Nesse mercado, pipocam relatos de jornadas exaustivas, que podem chegar a 10h, 12h por dia, seis, sete dias por semana, salários realmente baixos por cada peça produzida, em lugares insalubres, e que descumprem normas mínimas de segurança, além de alimentação restrita e até casos de privação do direito de ir e vir. Isto é, pessoas trabalhando em condições análogas à escravidão nos dias de hoje para atender a ganância e urgência desse mercado.
Em Bangladesh, o edifício Rana Plaza que não cumpria normas adequadas de segurança desabou em 2013 matando 2000 trabalhadores. Além da falha de segurança, outros problemas já se acumulavam na rotina daqueles profissionais: uma jornada de 10h, durante 6 dias na semana e ao troco de R$360 por mês. Para se ter uma ideia, aqui no Brasil o salário mínimo na época era de R$ 678.
Em São Paulo, há vários casos de bolivianos resgatados de situações análogas à escravidão. Atraídos por oportunidades de trabalho aqui no país, alguns já chegam endividados, com pagamento de passagens e vistos de entrada superfaturados. Há relatos de jornadas de mais de 11h diárias, sem pagamentos – ao troco de moradia e comida ou a valores muito baixos por item produzido, que não chegavam sequer a 1% do valor pelo qual a peça era vendida para os clientes posteriormente. Fora isso, locais sem ventilação, com fiação exposta e junto aos tecidos, altamente inflamáveis, criavam uma situação de risco enorme aos trabalhadores.
Romper esse ciclo é um fundamento para a moda sustentável, que procura criar um ciclo positivo para todos os profissionais dessa indústria.
Resíduos têxteis
Você já ouviu falar do cemitério de roupas no deserto do Atacama, no Chile? São 60 mil toneladas de roupas jogadas no deserto e que, pela dimensão tomada do descarte, já podem até ser vistas do espaço!
Essas peças saem de países da Europa, Ásia e Estados Unidos para serem revendidas no Chile, mas acabam tendo um descarte inadequado. Ali, há tanto peças usadas, como novas, que não foram vendidas por algumas marcas.

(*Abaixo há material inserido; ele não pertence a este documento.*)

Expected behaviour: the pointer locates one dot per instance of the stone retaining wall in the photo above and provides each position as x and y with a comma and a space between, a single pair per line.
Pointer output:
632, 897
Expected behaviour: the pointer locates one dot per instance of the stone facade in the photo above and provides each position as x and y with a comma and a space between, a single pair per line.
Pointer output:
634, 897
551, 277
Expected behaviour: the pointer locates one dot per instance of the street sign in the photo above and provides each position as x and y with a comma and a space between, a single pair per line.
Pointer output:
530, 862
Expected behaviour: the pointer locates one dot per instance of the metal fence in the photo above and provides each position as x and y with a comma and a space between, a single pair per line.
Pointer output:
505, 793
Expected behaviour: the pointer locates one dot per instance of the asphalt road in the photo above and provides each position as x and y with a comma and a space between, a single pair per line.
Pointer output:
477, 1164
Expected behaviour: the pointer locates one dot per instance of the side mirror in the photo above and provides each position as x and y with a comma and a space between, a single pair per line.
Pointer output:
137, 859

Mesmo no Brasil, são geradas 170 toneladas de resíduos têxteis por ano, segundo o Sebrae, sendo que 80% disso vai parar em lixões e aterros sanitários.
Os resíduos são hoje um problema mundial por conta da produção massiva de roupas e que a moda sustentável visa combater.
Impactos ambientais
A indústria da moda é responsável por 8% dos gases do efeito estufa, segundo a ONU. Além disso, a produção é responsável por 70% dos gases, e o transporte, distribuição e uso de roupas pelos outros 30%, segundo o relatório Fashion on Climate, da McKinsey. Por isso, os impactos ambientais são um ponto relevante na criação da moda sustentável, pois podem reverter ou, ao menos, diminuir consideravelmente esse impacto.
O descarte de peças de tecidos sintéticos, produzidas a partir do petróleo, ou mesmo a lavagem das peças no dia a dia, podem soltar milhões de microplásticos que acabam na água potável, ameaçando inclusive a existência de espécies de peixes, que podem confundi-los com comida e se intoxicar. Este mercado descarta meio milhão de toneladas de microfibras – o equivalente a 3 milhões de barris de petróleo – por ano, no mar, segundo dados da UNCTAD. Nesse sentido, a opção por materiais naturais tende a diminuir esse problema.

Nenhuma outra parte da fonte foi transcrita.